On March 21, 2022, the US District Court for the Eastern District of Tennessee ruled in favor of CIC Services, LLC (“CIC”) in their case against the IRS regarding Notice 2016-66 (the “Notice”). In CIC Services, LLC v. IRS (“CIC Services”), the ruling stated that IRS did not comply with the mandatory notice-and-comment requirements under the Administrative Procedures Act (“APA”) and the IRS’ issuance of the Notice was arbitrary and capricious as set forth under the APA. Relying on the Sixth Circuit’s opinion in Mann Construction v. US, the District Court ruled that Notice 2016-66 be vacated in its entirety and the IRS is ordered to return all documents and information collected under the Notice to taxpayers and material advisors.
Background of the Ruling
For additional background, in 2016 the IRS issued Notice 2016-66, which identified certain captive insurance transactions as “transactions of interest” and required certain persons involved in the transaction to disclose it to the IRS on Form 8886 to avoid penalties. In 2017, CIC initiated a complaint against the IRS in the US District Court for the Eastern District of Tennessee, seeking preliminary injunction against the IRS regarding Notice 2016-66 based on the IRS’s failure to comply with the APA’s mandatory notice-and-comment requirements. The District Court dismissed the case based on lack of subject-matter jurisdiction, noting the claims were prohibited by the Anti-Injunction Act (“AIA”).
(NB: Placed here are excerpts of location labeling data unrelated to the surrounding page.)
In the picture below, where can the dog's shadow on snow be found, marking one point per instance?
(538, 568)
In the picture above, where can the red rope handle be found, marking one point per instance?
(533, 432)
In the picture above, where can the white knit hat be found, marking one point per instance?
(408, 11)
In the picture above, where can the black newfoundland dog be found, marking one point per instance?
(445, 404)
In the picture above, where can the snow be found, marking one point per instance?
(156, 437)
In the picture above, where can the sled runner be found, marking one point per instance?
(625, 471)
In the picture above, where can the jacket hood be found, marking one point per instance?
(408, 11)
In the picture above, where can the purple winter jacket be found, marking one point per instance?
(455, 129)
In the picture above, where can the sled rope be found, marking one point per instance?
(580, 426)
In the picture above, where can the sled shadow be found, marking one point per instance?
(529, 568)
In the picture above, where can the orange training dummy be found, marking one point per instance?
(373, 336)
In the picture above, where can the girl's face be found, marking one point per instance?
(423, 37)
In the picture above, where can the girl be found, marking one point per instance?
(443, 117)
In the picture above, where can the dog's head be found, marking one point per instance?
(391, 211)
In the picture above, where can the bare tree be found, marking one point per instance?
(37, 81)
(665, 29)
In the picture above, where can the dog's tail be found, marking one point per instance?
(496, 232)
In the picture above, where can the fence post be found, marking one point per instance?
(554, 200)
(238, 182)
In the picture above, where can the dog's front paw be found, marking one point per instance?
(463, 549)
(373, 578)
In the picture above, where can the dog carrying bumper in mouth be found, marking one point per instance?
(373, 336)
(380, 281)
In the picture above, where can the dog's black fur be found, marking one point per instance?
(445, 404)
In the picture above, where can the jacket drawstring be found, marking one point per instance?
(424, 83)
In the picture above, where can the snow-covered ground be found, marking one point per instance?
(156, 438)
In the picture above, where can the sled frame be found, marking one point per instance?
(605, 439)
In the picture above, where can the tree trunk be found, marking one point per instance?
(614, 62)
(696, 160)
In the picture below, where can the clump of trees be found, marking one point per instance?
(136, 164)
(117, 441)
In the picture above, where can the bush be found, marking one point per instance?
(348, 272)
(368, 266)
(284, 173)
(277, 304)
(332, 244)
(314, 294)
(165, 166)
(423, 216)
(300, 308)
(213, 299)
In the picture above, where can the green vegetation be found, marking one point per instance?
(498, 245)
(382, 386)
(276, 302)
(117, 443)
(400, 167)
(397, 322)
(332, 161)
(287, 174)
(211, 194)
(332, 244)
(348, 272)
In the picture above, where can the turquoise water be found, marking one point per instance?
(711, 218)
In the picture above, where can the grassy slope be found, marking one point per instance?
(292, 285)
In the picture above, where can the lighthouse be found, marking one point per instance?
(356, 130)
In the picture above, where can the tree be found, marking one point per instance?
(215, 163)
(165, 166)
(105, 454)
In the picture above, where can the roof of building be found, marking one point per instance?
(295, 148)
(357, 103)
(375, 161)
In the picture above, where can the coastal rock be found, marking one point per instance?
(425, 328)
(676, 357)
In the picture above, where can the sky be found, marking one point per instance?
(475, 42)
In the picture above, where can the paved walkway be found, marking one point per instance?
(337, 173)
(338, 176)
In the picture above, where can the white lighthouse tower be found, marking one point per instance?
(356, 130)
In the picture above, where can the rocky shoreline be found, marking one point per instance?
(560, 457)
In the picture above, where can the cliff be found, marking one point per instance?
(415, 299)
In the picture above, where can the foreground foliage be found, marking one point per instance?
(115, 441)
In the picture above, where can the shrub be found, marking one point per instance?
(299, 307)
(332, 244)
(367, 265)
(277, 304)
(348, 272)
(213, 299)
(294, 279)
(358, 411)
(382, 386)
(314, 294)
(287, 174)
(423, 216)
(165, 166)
CIC then appealed the District Court decision with the US Court of Appeals for the Sixth Circuit and the Court of Appeals affirmed the District Court, dismissing the case for lack of subject-matter jurisdiction, noting the claims were in violation of the AIA. In 2020, the Supreme Court of the United States agreed to hear the CIC Services case against the IRS and in 2021, the Supreme Court unanimously held that the AIA does not prohibit a pre-enforcement challenge of IRS rules which may result in a penalty and remanded the case back to the District Court.
In 2021, the District Court granted CIC a preliminary injunction, enjoining the IRS from enforcing the Notice against CIC while the case was being litigated. CIC filed a motion for reconsideration arguing the preliminary injunction was too narrow and it should “enjoin the enforcement of Notice 2016-66 in toto”. The District Court granted CIC’s motion for summary judgement, vacating the Notice in its entirety and ordered the IRS to return all documents and information collected under the notice.
The CIC Services decision is certainly a welcome win for the captive participant taxpayers, captive managers, material advisors and practitioners. Of importance, the District Court did not prohibit the IRS from using any information gathered in response to Notice 2016-66 in judicial and administrative proceedings.
In light of the IRS’s historical, continued focus and scrutiny of micro-captives, taxpayers and practitioners are encouraged to consult their tax advisor regarding how to apply the CIC Services decision to their respective facts.